Bio Kowshik Thopalli is a Machine Learning Scientist and a post-doctoral researcher at Lawrence Livermore National Laboratory. His research focuses on developing reliable machine learning models that are robust under distribution shifts. He has published papers on a variety of techniques to address model robustness, including domain adaptation, domain generalization, and test-time adaptation using geometric and meta-learning approaches. His expertise also encompasses integrating diverse knowledge sources, such as domain expert guidance and generative models, to improve model data efficiency, accuracy, and resilience to distribution shifts. He received his Ph.D. in 2023 from Arizona State University.

Nov 27, 2023
4:00 -- 5:15 PM
ENGR 231

Webex Link

Eadom Dessalene
Ph.D. Candidate, University of Maryland College Park

Learning Actions from Humans in Video
The prevalent computer vision paradigm in the realm of action understanding is to directly transfer advances in object recognition toward action understanding. In this presentation I discuss the motivations for an alternative embodied approach centered around the modelling of actions rather than objects and survey recent work of ours along these lines, as well as promising possible future directions.
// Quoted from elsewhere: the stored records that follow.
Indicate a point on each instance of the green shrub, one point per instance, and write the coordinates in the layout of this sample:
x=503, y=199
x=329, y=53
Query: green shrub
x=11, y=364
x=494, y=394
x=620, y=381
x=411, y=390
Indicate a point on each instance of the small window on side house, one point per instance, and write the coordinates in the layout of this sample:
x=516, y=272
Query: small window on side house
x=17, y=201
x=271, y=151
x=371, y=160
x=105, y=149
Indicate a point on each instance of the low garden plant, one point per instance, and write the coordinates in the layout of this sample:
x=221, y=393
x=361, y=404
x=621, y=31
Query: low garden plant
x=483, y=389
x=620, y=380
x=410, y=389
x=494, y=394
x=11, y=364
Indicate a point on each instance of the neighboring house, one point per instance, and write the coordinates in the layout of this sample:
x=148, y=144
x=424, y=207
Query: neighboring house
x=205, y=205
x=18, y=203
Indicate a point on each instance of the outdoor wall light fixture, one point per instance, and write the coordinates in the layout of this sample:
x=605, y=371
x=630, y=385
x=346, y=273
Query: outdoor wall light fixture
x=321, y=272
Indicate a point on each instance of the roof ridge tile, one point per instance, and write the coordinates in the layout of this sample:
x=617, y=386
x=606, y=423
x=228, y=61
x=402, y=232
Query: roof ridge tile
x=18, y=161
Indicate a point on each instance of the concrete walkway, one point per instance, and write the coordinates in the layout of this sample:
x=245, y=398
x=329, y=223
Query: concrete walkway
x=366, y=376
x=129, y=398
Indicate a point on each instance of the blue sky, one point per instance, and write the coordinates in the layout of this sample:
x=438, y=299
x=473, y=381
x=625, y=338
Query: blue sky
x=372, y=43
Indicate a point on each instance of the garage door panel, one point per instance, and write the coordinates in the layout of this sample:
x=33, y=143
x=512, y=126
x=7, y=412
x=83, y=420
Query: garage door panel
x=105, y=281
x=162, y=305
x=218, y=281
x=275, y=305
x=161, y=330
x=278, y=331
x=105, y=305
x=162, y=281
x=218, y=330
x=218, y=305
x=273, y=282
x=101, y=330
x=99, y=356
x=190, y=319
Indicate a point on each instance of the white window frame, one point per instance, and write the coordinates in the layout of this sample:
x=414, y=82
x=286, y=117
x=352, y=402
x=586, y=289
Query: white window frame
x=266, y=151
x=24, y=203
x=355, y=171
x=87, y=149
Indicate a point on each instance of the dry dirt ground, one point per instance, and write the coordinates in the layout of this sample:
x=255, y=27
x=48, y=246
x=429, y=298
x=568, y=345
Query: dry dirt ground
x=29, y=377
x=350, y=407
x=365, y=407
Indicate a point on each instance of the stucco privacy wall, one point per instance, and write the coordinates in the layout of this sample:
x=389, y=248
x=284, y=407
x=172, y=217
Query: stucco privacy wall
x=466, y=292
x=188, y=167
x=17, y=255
Bio Eadom Dessalene is a Ph.D. Candidate at University of Maryland, College Park, advised by Yiannis Aloimonos and Cornelia Fermuller in the Perception and Robotics Group. Eadom received his bachelors degree in Computer Science from George Mason University. He has made several important contributions to research on video understanding and ego-centric vision through publications in CVPR, ICLR, T-PAMI, and ICRA, as well as winning first place in the 2020 EPIC Kitchens Action Anticipation Challenge.